Less "Static," Please

Jul 22, 2002 2 min read
COMMENTARY BY
Edwin J. Feulner, PhD

Founder and Former President

Heritage Trustee since 1973 | Heritage President from 1977 to 2013

Say you own a grocery store. You notice that six-packs of a particular soft drink are selling briskly at $2 each, which brings you a modest profit. A friend says you should sell them at $4-which, he suggests, would double your profit. Would you do it?

Probably not. You don't need an MBA from Wharton to realize that dramatically hiking your price would cause many customers to shop elsewhere. Sure, you'd be making more money per six-pack, but you wouldn't sell nearly as many.

Just common sense, isn't it? So why does Congress act like the store owner's friend every time it votes to raise spending, increase taxes or assemble a budget?

Indeed, some lawmakers are fighting a proposal that would require them to take real-world considerations into account. They prefer to keep "scoring" each bill-estimating how it will affect the economy and the amount of taxes they take in-with the "static" model used by the store owner's friend. If, say, a 5 percent tax on something brings in $50 million, they assume a 10 percent tax will fetch $100 million.

Not surprisingly, this approach has caused lawmakers to come up with some wildly inaccurate assumptions over the years. Consider what happened with President Kennedy's tax cut. Many lawmakers were sure that, with the top marginal tax rate being slashed from 91 percent to 70 percent, tax revenues would plunge. Instead, the cut spurred economic growth. Between 1961 and 1968, tax revenues rose by one-third.

The same thing happened when President Reagan cut taxes in the early 1980s. Many lawmakers predicted financial ruin as the top rate plummeted from 70 percent to 28 percent. Again, they were wrong. Once the cuts were phased in, tax revenues soared. The amount of money the federal government was taking in through personal income taxes had increased 28 percent (adjusted for inflation) by 1989.

Yet no matter how many times a "static" analysis is disproved, Congress keeps doing business in the same wrong-headed way. And it can have serious implications. Look at how Congress handled repeal of the estate (or "death") tax last year. During the period the legislation was being debated, static estimates of how much a repeal would "cost" jumped from $186 billion to $306 billion between 2002 through 2011. Alarmed, Congress elected to phase in the repeal slowly, until the tax is gone in 2010 … and then reinstate it in 2011 at its original levels.

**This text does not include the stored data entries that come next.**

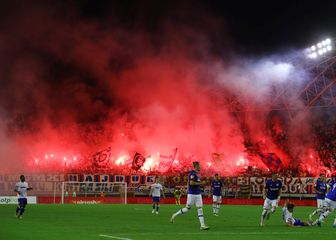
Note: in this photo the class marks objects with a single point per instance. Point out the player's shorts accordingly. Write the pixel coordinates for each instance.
(194, 199)
(298, 222)
(320, 203)
(268, 203)
(216, 198)
(329, 203)
(22, 202)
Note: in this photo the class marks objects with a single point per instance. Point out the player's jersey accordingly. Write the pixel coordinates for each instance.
(22, 188)
(177, 193)
(287, 216)
(216, 186)
(272, 189)
(321, 189)
(156, 189)
(332, 193)
(195, 189)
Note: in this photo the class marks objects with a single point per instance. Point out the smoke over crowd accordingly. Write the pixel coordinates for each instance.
(75, 84)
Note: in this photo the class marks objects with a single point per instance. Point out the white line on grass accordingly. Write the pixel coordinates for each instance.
(109, 236)
(215, 233)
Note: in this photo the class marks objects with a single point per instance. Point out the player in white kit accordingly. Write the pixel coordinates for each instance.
(21, 189)
(155, 192)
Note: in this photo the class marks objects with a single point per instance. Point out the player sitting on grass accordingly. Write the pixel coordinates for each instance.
(329, 205)
(287, 215)
(155, 192)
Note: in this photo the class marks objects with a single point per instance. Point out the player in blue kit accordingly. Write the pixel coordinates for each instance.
(21, 189)
(329, 206)
(216, 190)
(320, 189)
(287, 216)
(271, 194)
(194, 196)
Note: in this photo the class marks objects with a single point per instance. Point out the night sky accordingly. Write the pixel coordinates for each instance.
(254, 27)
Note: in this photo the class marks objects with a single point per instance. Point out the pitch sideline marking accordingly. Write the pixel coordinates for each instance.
(109, 236)
(211, 233)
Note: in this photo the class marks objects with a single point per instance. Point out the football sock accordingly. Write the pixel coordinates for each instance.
(17, 210)
(21, 211)
(263, 215)
(324, 215)
(200, 216)
(182, 211)
(218, 206)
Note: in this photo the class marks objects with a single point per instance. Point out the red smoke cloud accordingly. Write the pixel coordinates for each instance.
(75, 85)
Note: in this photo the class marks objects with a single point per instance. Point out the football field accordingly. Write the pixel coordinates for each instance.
(136, 222)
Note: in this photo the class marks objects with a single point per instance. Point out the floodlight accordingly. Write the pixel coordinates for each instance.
(319, 49)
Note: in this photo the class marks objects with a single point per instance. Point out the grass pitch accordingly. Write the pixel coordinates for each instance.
(136, 222)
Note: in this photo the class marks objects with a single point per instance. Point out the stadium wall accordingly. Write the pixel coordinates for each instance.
(148, 200)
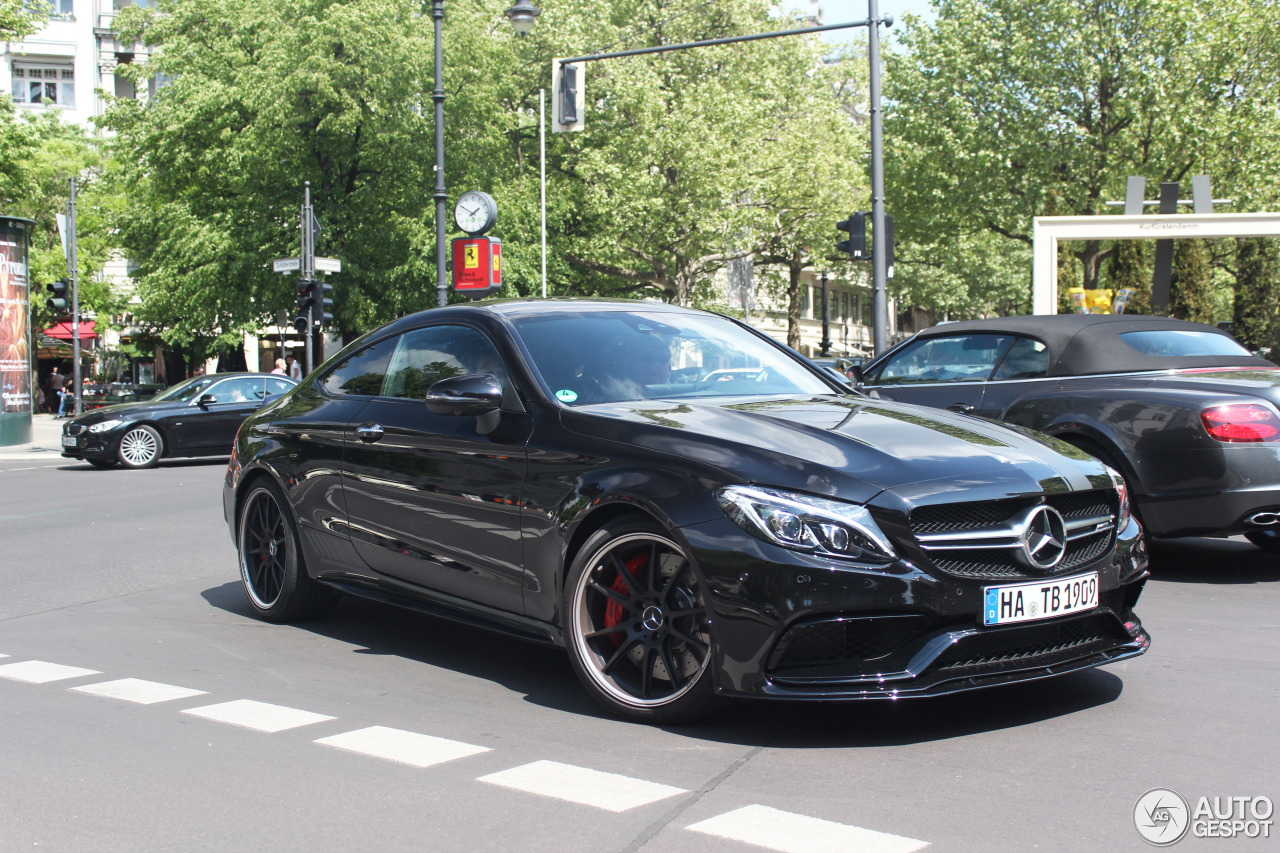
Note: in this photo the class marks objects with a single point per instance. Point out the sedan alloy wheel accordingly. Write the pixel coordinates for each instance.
(140, 447)
(639, 625)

If experience is any guide, though, death-tax repeal won't "cost" nearly that much. But by the time most lawmakers realize that, another opportunity to boost economic growth will have been missed.

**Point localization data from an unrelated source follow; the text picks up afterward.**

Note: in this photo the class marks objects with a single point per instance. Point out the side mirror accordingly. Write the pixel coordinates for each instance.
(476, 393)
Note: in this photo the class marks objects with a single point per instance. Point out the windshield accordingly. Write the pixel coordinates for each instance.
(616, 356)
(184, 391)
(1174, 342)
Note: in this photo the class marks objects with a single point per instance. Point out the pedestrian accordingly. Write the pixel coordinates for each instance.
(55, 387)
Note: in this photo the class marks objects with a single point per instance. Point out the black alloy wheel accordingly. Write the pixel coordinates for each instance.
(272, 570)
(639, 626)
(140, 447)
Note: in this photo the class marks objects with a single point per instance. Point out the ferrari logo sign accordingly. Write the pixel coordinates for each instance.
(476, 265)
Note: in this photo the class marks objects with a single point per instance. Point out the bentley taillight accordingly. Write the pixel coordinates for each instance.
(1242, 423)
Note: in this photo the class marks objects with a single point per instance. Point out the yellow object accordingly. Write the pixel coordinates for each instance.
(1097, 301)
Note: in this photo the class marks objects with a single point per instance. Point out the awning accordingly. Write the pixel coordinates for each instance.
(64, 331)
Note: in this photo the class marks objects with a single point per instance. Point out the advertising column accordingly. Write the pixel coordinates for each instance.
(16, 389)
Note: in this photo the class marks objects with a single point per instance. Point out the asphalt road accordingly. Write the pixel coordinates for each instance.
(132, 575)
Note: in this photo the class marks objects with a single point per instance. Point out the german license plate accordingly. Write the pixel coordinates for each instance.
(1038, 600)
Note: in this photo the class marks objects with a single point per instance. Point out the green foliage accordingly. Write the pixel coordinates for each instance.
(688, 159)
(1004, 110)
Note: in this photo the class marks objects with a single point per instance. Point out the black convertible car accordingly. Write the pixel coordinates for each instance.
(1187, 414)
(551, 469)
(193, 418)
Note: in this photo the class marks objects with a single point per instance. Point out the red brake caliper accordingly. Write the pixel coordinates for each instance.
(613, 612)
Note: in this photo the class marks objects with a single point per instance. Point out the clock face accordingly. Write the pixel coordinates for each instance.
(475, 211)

Can you imagine any private business acting this way? Of course not. That's why it's time Congress switched to a method many business owners use-"dynamic scoring"-which assumes that if you change the way you do business, customers will react in relatively predictable ways. Before they've hiked a price or changed a product, most companies have a pretty good idea of how many customers they'll gain or lose.

Would "dynamic scoring" always give lawmakers perfect estimates? No, but it surely would get much closer to the true cost than "static scoring" does. If doubts remain, put it to the test: Have Congress produce "static" and "dynamic" scores of various pieces of legislation for a few years and see which prove more accurate.

Meanwhile, certain lawmakers are assuring us that we can't make the Bush tax cut permanent. (Like the death-tax repeal, it's gone in 2011.) Why? "Static" estimates show it will cost too much. Haven't we been here before?

Edwin J. Feulner, Ph.D. is president of The Heritage Foundation, a Washington-based public policy research institute.